Perhaps more important than strength per se, however, is stamina – or so it seems to me after last year. While, once again, I’m happy to have recovered the endurance I had in January of last year, I still sorely miss what I had in, say, 1978. This is largely related to VO2 max. This is the maximum rate (V) of oxygen (02) your body can utilize during exercise. A high VO2 max is what keeps one from tuckering out when shoveling, running, hiking, rowing, or whatever. As with strength, VO2 max declines with age holding all else equal. Our lungs simply get less efficient.
 
According to Healthline, “good” V02 max numbers are for men

Age  20–29  30–39  40–49   50–59   60–69 70–79
         45.4       44        42.4     39.2     35.5      32.3
and for women
         39.5       37.8    36.3      33         30          28.1
 
Nonetheless, again as with strength, one can counteract the decline to a significant degree with exercise. High-intensity training (HIIT) is the preferred method: exercise hard for a short amount of time, rest for a short period, and then repeat multiple times. A recuperative day following each HIIT day is also recommended.

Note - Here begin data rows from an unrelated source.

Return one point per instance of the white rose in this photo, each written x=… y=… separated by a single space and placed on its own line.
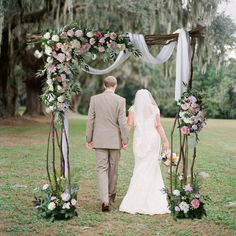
x=45 y=186
x=51 y=206
x=48 y=50
x=61 y=98
x=47 y=35
x=73 y=202
x=89 y=34
x=66 y=205
x=176 y=192
x=55 y=38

This is more effective at raising VO2 max than slow-and-steady break-free exercise, though of course both help.
 
By dumb luck (and by being too cheap to hire a landscaper) rather than by plan I follow a HIIT schedule in spring and summer. I have a lawn suited in parts to a mountain goat. The sloped areas must be cut by hand because a tractor would tip over. This slip-and-slide task was not easy for me in 1978 when this was my parents’ property. In 2023 it is arduous in a way to which level mowing doesn’t compare. Every two passes I need (not want, need) to stop and catch my breath. It takes a dozen passes. In back of the house above the retaining wall there is another similar slope. They should be enough to get me literally to breathe easier.